Why Companies Choose Databricks Mosaic
For organizations that already use Databricks as their data platform, it is natural to also consider Mosaic. Staying within a single ecosystem brings architectural simplicity, easier management, and faster time-to-market.
Databricks Mosaic offers several clear advantages:
- Simplicity: building internal chatbots and basic agents is quick and straightforward.
- Governance by design: logging, lineage, and cost monitoring are built in.

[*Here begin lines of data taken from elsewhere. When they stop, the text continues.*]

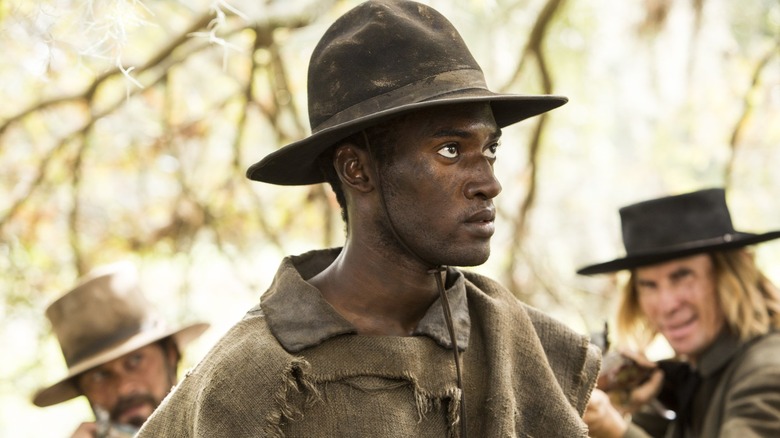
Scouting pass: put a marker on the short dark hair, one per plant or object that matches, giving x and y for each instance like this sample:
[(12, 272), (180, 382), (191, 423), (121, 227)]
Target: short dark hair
[(382, 140)]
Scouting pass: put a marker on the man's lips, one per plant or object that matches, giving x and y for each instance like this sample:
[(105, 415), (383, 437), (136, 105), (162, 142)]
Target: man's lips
[(679, 329), (482, 222)]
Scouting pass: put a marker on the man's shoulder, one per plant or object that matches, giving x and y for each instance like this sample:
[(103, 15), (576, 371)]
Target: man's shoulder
[(761, 353), (249, 341), (542, 321)]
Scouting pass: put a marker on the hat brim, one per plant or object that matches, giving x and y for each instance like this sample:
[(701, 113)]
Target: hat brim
[(731, 241), (65, 389), (296, 163)]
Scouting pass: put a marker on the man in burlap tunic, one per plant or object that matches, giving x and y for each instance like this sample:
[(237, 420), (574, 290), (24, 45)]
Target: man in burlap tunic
[(384, 337)]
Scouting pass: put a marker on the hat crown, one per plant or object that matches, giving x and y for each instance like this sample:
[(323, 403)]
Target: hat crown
[(381, 46), (675, 221), (105, 309)]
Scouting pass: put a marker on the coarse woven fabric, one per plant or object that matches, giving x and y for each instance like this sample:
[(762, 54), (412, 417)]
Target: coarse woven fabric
[(525, 375)]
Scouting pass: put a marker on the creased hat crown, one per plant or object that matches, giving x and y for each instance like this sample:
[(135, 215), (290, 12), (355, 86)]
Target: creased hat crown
[(103, 318), (379, 60)]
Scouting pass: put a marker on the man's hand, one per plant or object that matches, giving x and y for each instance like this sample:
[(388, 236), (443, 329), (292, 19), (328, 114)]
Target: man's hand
[(86, 430), (603, 420)]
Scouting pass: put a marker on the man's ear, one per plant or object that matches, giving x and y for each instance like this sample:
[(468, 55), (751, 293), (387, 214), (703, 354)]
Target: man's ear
[(352, 167)]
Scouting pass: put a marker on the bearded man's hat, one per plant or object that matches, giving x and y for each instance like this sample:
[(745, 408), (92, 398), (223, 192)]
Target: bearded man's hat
[(103, 318), (672, 227)]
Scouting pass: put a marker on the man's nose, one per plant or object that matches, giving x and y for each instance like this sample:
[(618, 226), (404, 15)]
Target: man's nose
[(668, 300), (483, 182)]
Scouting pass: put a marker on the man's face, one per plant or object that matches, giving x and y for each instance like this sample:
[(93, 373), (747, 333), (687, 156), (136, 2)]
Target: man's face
[(679, 298), (439, 183), (132, 386)]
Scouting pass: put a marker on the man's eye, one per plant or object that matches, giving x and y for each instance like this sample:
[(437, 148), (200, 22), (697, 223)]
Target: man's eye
[(449, 151), (491, 150), (134, 360)]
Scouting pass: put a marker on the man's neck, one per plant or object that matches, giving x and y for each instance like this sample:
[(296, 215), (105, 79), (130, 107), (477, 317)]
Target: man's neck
[(377, 293)]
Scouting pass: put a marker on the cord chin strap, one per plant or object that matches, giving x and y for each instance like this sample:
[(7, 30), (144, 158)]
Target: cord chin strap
[(436, 271)]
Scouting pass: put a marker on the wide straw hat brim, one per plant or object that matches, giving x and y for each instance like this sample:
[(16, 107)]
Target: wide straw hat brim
[(65, 389), (296, 163), (724, 243)]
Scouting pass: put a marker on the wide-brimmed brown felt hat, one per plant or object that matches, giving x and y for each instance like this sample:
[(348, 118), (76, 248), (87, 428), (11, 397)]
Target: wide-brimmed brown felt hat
[(103, 318), (671, 227), (377, 61)]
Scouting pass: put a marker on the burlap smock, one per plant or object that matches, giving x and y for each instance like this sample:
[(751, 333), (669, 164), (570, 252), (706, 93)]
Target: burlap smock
[(293, 367)]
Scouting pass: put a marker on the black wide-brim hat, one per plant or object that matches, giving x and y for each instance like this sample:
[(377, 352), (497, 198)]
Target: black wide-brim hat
[(672, 227), (379, 60)]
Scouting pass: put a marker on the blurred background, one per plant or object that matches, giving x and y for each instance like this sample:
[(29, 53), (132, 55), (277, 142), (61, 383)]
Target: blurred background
[(126, 127)]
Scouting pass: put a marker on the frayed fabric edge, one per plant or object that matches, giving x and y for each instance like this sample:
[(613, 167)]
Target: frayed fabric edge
[(293, 379)]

- Data integration: MCP servers and SQL functions allow agents to work directly with enterprise data.
- Developer support: features like Genie (a Fabric Copilot competitor) and assisted debugging accelerate development.
For straightforward scenarios, such as internal assistants working over corporate data, Databricks Mosaic is fast and effective. We’ve successfully deployed Mosaic for a large manufacturing company and a major retailer, where the need was simply to query and retrieve data.
Where Databricks Mosaic Falls Short
More complex projects introduce very different requirements – around latency, accuracy, multi-agent logic, and integration with existing enterprise systems. Here, Databricks Mosaic quickly runs into limits:
- Structured output: Databricks Mosaic cannot effectively enforce structured output, which impacts the quality and operational stability of various solutions (e.g., voicebots or OCR).
- Multi-step workflows: processes such as insurance claims, underwriting, or policy issuance are either unfeasible or overly complicated within Databricks Mosaic.
- Latency-sensitive scenarios: Databricks Mosaic adds an extra endpoint layer between user and model, which makes low-latency use cases difficult.
- Integration outside Databricks: unless you only use Vector Search and Unity Catalog, connecting to other systems is more complex than in a Python-based custom framework.
- Limited model catalog: only a handful of models are available. You cannot bring your own models or integrate models hosted in other clouds.
Even Databricks itself admits Mosaic isn’t intended to replace specialized frameworks. That’s true to a degree, but the overlap is real – and in advanced use cases, Mosaic’s lack of flexibility becomes a bottleneck.
Where a Custom Framework Makes Sense
A custom framework shines where projects demand complex logic, multi-agent orchestration, streaming, or low-latency execution:
- Multiple agents: agents with different roles and skills collaborating on a single task.
- Streaming and real-time: essential for call centers, voicebots, and fraud detection.
- Custom logic: precisely defined workflows and multi-step processes.
- Regulatory compliance: full transparency and auditability in line with the AI Act.
- Flexibility: ability to use any libraries, models, and architectures without vendor lock-in.
This doesn’t mean Databricks Mosaic can’t ever be used for business-critical workloads – in some cases it can. But in applications where latency, structured output, or high precision are non-negotiable, Mosaic is not yet mature enough.
How BigHub Approaches It
From our experience, there’s no one-size-fits-all answer. Databricks Mosaic works well in some contexts, while in others a custom framework is the only viable option.
- Manufacturing & Retail: We used Databricks Mosaic to build internal assistants that answer queries over corporate data (SQL queries). Deployment was fast, governance was embedded, and the solution fit the use case perfectly.
- Insurance (Claims Processing): Here, Databricks Mosaic simply wasn’t sufficient. It lacked structured output, multi-agent orchestration, and voice processing. We delivered a custom framework that achieved the required accuracy, supported multi-step workflows, and met audit requirements under the AI Act.
- Banking (Underwriting, Policy Issuance): Banking workflows often involve multiple steps and integration with core systems. Implementing these in Databricks Mosaic is overly complex. We used a custom middleware layer that orchestrates multiple agents and supports models from different clouds.
- Call Centers & OCR: Latency-critical applications and use cases requiring structured outputs (e.g. form data extraction, voicebots) are not supported by Databricks Mosaic. These are always delivered using custom solutions.
Our role is not to push a single technology but to guide clients toward the best choice. Sometimes Databricks Mosaic is the right fit, sometimes a custom framework is the only way forward. We ensure both a quick start and long-term sustainability.
Our Recommendation
- Databricks Mosaic: best suited for organizations already invested in Databricks that want to deploy internal assistants or basic agents with strong governance and monitoring.
- Custom framework: the right choice when projects require complex multi-step workflows, multi-agent orchestration, structured outputs, or low latency.
At BigHub, we’ve worked extensively with both approaches. What we deliver is not just technology, but the expertise to recommend and build the right combination for each client’s unique situation.
Conclusion
Generative AI cannot be addressed with a single universal solution. Databricks Mosaic can be an excellent starting point, but for more complex scenarios, organizations need to go further. The real decision isn’t about picking one tool – it’s about having a partner who understands both approaches and can design an architecture that maximizes business value.